Pour ce qui concerne Vénissieux, le préfet envisage la suppression du Sival “pour obsolescence” et la dissolution du syndicat du Plateau des Grandes Terres remplacé par une entente.
Obsolescent, le Sival (5 villes) qui gère un ensemble de loisirs accueillant 28 000 visiteurs par an ? Inutile, le syndicat des Grandes Terres (3 villes) qui a aménagé 20 km de chemins rendant accessible aux citadins un espace agricole de 500 hectares ? Les élus s’indignent. “Encore une fois, l’État prend des décisions capitales à la place des collectivités concernées”, déplorait Jean-Marc Thévenon.

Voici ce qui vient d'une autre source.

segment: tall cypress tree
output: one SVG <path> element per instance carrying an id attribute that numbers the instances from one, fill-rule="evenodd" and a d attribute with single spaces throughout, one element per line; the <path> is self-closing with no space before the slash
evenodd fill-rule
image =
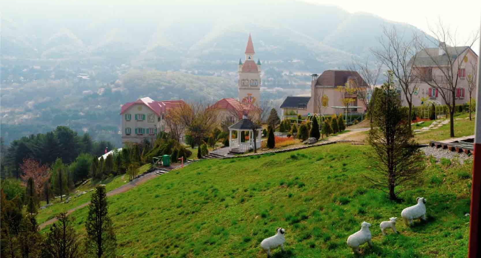
<path id="1" fill-rule="evenodd" d="M 89 257 L 115 257 L 117 240 L 108 211 L 105 188 L 99 186 L 92 194 L 85 222 L 86 249 Z"/>
<path id="2" fill-rule="evenodd" d="M 272 126 L 269 127 L 269 136 L 267 137 L 267 148 L 273 149 L 276 146 L 276 140 L 274 136 L 274 129 Z"/>
<path id="3" fill-rule="evenodd" d="M 317 118 L 316 117 L 314 117 L 312 119 L 312 126 L 311 127 L 309 137 L 314 137 L 316 140 L 319 140 L 319 138 L 321 137 L 321 134 L 319 131 L 319 123 L 317 123 Z"/>
<path id="4" fill-rule="evenodd" d="M 27 181 L 26 188 L 27 211 L 30 215 L 37 213 L 37 197 L 35 194 L 35 186 L 33 178 L 30 177 Z"/>

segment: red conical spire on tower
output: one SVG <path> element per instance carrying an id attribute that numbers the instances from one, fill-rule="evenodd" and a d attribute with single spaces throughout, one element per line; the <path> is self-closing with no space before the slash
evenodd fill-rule
<path id="1" fill-rule="evenodd" d="M 245 47 L 245 54 L 255 54 L 254 51 L 254 45 L 252 44 L 252 38 L 251 37 L 251 34 L 249 34 L 249 39 L 247 40 L 247 46 Z"/>

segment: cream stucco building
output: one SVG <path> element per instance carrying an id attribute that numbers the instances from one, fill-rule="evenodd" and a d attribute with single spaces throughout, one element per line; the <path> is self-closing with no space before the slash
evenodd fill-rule
<path id="1" fill-rule="evenodd" d="M 168 110 L 182 104 L 182 100 L 155 101 L 149 97 L 124 104 L 120 111 L 122 143 L 152 142 L 158 132 L 166 130 Z"/>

Pour son groupe socialiste, “l’intercommunalité est un outil formidable pour gérer des projets d’envergure, la mutualisation des moyens permettant d’entreprendre des actions qu’une commune seule ne pourrait financer.” “Ce projet est une machine infernale qui réduit toujours plus la capacité des communes à agir”, dénonçait Pierre-Alain Millet (groupe communiste), tandis que le maire relevait “le féodalisme de cette réforme”. “Comment accepter ce schéma produit dans le secret des cabinets sans que soit étudiés l’impact financier ou la qualité du service rendu ? L’efficacité des services publics suppose des outils mutualisés”, insistait Pierre-Alain Millet.
À l’unanimité, le conseil municipal transmettra au préfet des avis défavorables à tous ces projets.